Então lá estou eu diante da prefeitura com meu coração vermelho no peito, que me acompanhou nos dias em que ainda dava para lutar pelas árvores da Beira-Rio, por uma Porto Alegre para as pessoas, não para os carros, por um projeto de cidade, não por uma cidade sem projeto. Lá está minha mãe com um botton estampando o símbolo da paz. Ele veio de São Francisco muito antes de eu nascer. Lá estão as tantas pessoas que eu conheci esse ano: arquitetos, professores, moradores do Centro, um monge budista, um mágico com tendências zapatistas, advogados, os que estão sempre de bicicleta, o homem que salvou a Gonçalo de Carvalho, o biólogo da SMAM que teme pelas palmeiras da Osvaldo Aranha. E o Ismael Caneppele. E a Katia Suman. E a Cláudia Tajes. Éramos, somos, muitos.

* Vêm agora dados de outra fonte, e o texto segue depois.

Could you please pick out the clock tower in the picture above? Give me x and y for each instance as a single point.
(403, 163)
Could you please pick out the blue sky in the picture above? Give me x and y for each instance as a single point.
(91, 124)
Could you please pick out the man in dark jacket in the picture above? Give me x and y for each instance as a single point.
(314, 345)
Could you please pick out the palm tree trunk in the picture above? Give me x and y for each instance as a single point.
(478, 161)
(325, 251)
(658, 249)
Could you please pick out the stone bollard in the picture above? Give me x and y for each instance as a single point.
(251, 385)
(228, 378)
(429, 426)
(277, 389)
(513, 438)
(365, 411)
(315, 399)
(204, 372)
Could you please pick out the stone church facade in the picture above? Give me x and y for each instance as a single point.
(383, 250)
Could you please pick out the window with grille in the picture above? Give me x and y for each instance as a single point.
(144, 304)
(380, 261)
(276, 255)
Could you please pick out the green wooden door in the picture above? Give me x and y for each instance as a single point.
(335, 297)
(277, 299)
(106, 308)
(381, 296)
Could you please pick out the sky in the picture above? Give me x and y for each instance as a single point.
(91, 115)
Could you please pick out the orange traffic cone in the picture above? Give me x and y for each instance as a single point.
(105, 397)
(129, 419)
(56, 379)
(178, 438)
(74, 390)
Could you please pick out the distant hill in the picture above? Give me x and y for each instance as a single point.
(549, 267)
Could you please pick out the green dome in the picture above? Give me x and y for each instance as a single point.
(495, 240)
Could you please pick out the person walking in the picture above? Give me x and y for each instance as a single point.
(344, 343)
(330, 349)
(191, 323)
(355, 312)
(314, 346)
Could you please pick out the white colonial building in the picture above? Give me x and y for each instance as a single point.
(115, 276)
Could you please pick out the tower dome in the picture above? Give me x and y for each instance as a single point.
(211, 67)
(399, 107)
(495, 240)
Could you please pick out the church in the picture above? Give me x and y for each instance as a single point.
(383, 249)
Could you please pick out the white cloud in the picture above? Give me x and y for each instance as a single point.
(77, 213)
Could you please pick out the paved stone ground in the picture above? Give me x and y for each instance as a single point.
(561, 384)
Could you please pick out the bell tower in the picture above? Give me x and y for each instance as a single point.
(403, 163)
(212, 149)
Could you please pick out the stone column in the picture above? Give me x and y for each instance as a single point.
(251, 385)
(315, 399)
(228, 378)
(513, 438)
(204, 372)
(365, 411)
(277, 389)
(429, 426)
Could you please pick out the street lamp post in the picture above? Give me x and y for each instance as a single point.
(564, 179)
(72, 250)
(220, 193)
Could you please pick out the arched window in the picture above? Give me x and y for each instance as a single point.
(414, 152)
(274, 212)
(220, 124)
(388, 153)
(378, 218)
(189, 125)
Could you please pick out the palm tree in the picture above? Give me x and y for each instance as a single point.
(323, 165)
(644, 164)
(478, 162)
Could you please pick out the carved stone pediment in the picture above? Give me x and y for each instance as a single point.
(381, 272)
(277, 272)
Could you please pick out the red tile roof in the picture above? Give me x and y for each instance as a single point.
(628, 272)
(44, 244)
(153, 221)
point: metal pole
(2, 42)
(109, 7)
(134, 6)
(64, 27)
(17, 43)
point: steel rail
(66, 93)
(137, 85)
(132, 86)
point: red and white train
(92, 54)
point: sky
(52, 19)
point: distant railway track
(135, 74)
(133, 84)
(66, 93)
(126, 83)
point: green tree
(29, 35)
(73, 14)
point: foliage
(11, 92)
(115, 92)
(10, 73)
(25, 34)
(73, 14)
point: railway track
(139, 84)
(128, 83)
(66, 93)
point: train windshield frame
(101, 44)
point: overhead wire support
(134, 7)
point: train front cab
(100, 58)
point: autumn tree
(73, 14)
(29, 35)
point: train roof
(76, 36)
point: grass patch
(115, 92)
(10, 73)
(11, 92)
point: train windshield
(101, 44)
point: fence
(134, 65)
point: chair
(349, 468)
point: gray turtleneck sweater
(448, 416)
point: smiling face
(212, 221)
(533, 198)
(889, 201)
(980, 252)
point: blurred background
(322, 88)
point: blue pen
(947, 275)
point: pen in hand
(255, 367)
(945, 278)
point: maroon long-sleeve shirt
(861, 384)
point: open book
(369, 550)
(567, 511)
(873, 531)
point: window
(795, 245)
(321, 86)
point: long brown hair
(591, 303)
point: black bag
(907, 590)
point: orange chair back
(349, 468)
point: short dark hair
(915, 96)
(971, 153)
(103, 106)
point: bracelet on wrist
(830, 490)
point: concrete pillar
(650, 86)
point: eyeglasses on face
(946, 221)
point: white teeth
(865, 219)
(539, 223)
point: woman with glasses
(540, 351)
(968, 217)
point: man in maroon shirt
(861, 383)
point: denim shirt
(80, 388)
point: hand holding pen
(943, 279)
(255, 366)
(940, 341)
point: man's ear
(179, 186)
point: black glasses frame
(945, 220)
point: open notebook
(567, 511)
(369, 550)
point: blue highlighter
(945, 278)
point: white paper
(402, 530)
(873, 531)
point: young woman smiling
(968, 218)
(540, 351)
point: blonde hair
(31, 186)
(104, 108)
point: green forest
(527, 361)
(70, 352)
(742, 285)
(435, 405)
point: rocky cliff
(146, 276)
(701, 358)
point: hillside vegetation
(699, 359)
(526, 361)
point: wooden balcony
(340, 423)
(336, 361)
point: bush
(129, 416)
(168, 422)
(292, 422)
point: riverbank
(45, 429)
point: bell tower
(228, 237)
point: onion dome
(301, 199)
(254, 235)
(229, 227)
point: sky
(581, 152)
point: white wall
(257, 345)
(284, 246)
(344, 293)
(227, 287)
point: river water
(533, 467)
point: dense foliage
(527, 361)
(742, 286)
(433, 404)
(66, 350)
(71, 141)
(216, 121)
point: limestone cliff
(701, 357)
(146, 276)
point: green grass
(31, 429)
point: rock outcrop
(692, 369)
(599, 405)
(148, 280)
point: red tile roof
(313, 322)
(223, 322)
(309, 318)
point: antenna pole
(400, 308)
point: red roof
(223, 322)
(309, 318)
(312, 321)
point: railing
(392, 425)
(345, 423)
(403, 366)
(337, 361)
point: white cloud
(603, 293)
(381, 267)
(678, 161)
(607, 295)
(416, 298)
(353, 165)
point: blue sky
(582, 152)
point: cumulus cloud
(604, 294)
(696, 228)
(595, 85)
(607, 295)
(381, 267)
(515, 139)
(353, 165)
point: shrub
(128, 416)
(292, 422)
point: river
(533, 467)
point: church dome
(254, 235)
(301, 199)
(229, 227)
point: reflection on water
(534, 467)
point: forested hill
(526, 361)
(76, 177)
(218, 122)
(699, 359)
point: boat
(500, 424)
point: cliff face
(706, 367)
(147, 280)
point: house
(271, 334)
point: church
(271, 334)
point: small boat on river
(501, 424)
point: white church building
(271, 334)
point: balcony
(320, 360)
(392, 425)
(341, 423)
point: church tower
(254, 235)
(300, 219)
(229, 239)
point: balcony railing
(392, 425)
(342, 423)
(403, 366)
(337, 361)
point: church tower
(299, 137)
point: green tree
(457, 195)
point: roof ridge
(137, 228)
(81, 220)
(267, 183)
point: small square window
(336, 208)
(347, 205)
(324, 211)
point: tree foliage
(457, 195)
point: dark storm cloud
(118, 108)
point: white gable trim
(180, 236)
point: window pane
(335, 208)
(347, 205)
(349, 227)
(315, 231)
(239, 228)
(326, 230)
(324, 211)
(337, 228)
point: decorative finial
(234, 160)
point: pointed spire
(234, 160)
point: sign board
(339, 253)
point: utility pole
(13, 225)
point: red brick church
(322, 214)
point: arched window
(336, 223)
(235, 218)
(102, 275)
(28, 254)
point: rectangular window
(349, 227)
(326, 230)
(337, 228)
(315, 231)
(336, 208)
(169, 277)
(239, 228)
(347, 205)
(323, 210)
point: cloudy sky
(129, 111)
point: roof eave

Esse é certamente um ano especial. Nós ocupamos praças e parques para ouvir música e tomar quentão. Brincamos com o fato de todas as semanas estarem cheias de protestos na lista de eventos do Facebook (isso antes das grandes manifestações de fato começarem a acontecer). Nós criamos um programa de rádio independente para discutir as questões da cidade. Ouvimos gente buzinar na rua, e eles nos diziam "vão trabalhar", quando o caso era justamente o contrário: estávamos dando tempo de nosso trabalho e de nossa vida pessoal em nome de uma causa. Hoje, quando as grandes manifestações enchem as avenidas, e os cantos ecoam, e os cartazes se sucedem pedindo um milhão de coisas mas talvez uma só, pode-se ver nas janelas as pessoas que acenam, que sacodem seus lençóis brancos, que jogam papel picado, e a gente ali embaixo se sente acolhido e cheio de esperança.
Cantamos o hino do Rio Grande do Sul. Acho que seremos os últimos a esquecer que isso tudo, a luta pela redução da passagem de ônibus, começou aqui, em Porto Alegre. Pouco importa, porque talvez o mais emblemático não seja o nosso bairrismo (esse já é esperado), mas o fato de que havia, na multidão, muitas bandeiras do Brasil. Tenho certeza de que eu não via uma bandeira do Brasil tão próxima de mim desde a Copa de 94. Aliás, a maioria dos manifestantes não tem idade para ter assistido à Copa de 94, mas outros são crescidos o suficiente para terem participado das Diretas Já e do Fora Collor. Eu estou no meio do caminho.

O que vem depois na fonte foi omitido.